During volatile times in the market, like what we have been experiencing since May, it’s difficult to see through the disparaging news headlines (Oil is Collapsing! Bear Market in Stocks! US Is In A Recession!) and not to lose sight of the forest for the trees. Investing is a long-term game with seemingly unlimited number of opportunities and it’s imperative as an investor to not get caught up in the day to day swings (and explanations) of the stock market. It’s times like this where a word like “casino” gets tossed around as a synonym for the stock market. And you know what, in the short run the market is a lot like a casino. One day the market is up, the next day the market is down. Don’t believe me since it feels like the market has been down a whole lot more than its been up lately? Well, would you be surprised to know that over the past 200-days developed world equities have been up 47% of the days and down 53% of the days. Pretty close to a 50-50 coin flip, right?
Percentage Of Positive Performance Days For Stocks
But long-term investors know that the stock market isn’t really like a casino at all. The “payoff odds” in the stock market are not static like they are in a casino. Hitting the right number in roulette will always pay 35:1 but investing in the right stock could return 10% or it could return 10,000%. Therefore, it’s key to think of investing in terms of probabilities instead of binary outcomes. Investing is not about calling the top or bottom in the market exactly right. It’s about understanding if there are more positive investment opportunities in the market than they are negative opportunities (or vice versa). Put another way, its about properly identifying where the market currently falls on the risk/reward spectrum. This way you as an investor can be proactive rather reactive to changes in the market.
We have known for quite sometime that this is the longest running cyclical bull market in a secular bear market so a selloff like the one we are in now was bound to happen sometime. And in the long-term that is actually great news for investors because future returns have undoubtedly improved thanks to the opportunity to buy stocks on “sale”. But this is where investor psychology really comes into play. If your risk antennae was not tuned up to the fact that the probability of a selloff had increased (i.e. the opportunity set had shifted from more buying opportunities to more selling opportunities), than it’s really difficult to realize after a 15-20% decline that the opportunity set is ALREADY shifting again back into your favor. You are reacting to the declining market and when you are reacting it’s hard to make the correct rational decision. To sell stocks into a declining market is always hard because in the back of your mind you know you missed out on the optimal time to get out and it’s so easy to tell yourself “I’ll sell out of stock XYZ just as soon as it rises 5-10%”. Of course, in a slide like we are in now its very rare for the market to ever give you that 5-10% gain and so you sit on the underperforming stock far longer than you would have liked.
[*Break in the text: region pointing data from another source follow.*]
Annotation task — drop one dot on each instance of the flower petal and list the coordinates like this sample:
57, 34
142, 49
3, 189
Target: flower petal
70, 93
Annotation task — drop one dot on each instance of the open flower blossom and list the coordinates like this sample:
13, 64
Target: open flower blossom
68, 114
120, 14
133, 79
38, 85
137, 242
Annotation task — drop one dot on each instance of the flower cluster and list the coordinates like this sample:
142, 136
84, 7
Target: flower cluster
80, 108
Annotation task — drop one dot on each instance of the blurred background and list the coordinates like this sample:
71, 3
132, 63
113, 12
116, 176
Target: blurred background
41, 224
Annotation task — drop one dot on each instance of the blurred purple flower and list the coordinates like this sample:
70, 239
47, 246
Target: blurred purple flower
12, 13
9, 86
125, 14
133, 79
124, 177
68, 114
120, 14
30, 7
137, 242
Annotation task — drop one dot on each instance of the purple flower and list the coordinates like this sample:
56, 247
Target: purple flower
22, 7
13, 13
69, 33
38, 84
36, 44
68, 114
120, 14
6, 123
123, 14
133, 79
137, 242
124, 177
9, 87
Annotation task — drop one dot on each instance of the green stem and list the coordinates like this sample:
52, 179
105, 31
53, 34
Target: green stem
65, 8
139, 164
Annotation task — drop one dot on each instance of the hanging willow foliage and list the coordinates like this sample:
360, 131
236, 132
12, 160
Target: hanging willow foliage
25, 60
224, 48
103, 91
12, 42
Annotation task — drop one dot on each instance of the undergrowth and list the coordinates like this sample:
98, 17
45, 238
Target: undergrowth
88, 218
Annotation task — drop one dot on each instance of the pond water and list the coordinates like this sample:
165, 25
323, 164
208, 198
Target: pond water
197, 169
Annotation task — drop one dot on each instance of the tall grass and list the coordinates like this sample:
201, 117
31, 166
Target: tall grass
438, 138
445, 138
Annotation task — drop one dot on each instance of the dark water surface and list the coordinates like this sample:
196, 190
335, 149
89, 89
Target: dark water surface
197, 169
However, if an investor is proactive in identifying where we currently sit on the risk/reward spectrum, there is a very good chance that that investor had begun to shift his or her portfolio into more defensive sectors and perhaps into cash as well .While they would have been undoubtedly early and missed out on some of the gain back in May, they are already mentally prepared to began to take advantage of some of the positive opportunities that are presenting themselves in this correction. This is why at Gavekal Capital we focus so much on risk management. Yes, risk management is about protecting the downside. But more so, it’s about being proactive in your investment process so that when the risk/reward spectrum flips in your favor you are ready to take advantage of it and capture the gains in your portfolio.